With just 24 hours in a day, time is a limited resource. According to new research from the Atlanta Fed, how we allocate those precious hours has changed quite a bit over the past 50 years.
The paper, "Home Hours in the United States and Europe," compares trends and levels of home work hours on both sides of the Atlantic. Perhaps not surprisingly, authors Lei Fang and Cara McDaniel found that both Americans and Europeans spent fewer hours on household chores than they did in the 1960s. Americans, among all nationalities studied, spent the least amount of time on such tasks, which include laundry, cleaning, and cooking.

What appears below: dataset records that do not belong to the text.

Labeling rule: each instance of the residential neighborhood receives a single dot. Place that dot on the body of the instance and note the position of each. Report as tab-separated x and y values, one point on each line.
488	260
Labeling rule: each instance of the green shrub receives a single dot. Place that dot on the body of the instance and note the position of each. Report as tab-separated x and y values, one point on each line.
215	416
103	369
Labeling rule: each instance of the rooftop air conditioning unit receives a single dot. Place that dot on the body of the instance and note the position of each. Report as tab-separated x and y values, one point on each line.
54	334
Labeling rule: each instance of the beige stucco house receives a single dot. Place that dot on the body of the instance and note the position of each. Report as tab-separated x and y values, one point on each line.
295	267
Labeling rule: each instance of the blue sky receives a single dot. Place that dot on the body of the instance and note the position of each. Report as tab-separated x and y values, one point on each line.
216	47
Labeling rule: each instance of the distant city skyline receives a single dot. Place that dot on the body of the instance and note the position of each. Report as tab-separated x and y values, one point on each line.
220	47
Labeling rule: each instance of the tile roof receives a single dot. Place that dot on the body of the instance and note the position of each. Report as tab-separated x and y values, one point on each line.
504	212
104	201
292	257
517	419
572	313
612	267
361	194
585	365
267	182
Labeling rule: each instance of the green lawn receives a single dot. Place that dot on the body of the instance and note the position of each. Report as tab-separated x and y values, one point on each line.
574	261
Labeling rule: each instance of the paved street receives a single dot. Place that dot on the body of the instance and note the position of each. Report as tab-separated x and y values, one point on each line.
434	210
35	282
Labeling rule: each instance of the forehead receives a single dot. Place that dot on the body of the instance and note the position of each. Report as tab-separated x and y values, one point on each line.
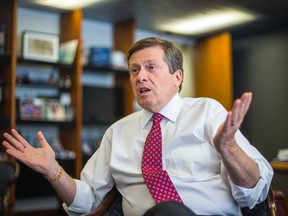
147	54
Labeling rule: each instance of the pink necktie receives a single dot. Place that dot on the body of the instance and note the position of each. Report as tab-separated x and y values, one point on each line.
157	179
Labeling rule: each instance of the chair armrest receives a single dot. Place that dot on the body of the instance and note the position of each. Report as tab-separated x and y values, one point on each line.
107	203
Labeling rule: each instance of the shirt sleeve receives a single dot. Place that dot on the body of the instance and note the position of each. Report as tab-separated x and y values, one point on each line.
249	197
95	181
245	197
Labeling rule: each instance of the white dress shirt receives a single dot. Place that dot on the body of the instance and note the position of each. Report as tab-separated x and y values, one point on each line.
189	156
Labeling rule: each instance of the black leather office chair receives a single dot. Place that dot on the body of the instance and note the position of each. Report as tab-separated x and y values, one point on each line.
112	206
9	171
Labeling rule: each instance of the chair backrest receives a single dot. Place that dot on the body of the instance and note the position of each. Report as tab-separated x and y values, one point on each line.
9	171
265	208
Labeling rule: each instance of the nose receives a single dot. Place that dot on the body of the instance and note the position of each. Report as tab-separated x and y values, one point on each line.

Employment, net wealth key determinants
Women's decisions about how to allocate their time are driving the cross-country differences, the authors found. Indeed, the decline in home hours is entirely due to women, as men in all of the countries in the study saw their home hours increase. Moreover, countries with larger declines in home hours have a larger decline in female home hours.
It's not all work and no play, however. "Although both men and women reallocate their time from market to home and vice versa, they are also allocating more time to other activities, mainly leisure," the researchers noted.
Young, old groups display biggest differences
Another pattern to emerge was that prime-aged Americans and Europeans exhibited similar time allocations than did the young and old groups. The authors also find that across countries, decades, and sexes, the young spent less time and the old spent more time at home than prime-age individuals.
Overall, "combined work [the sum of market and home work] has declined for all age groups of both sexes, although the lowest and highest decreases were found for the prime-age group and the young group, respectively," they said.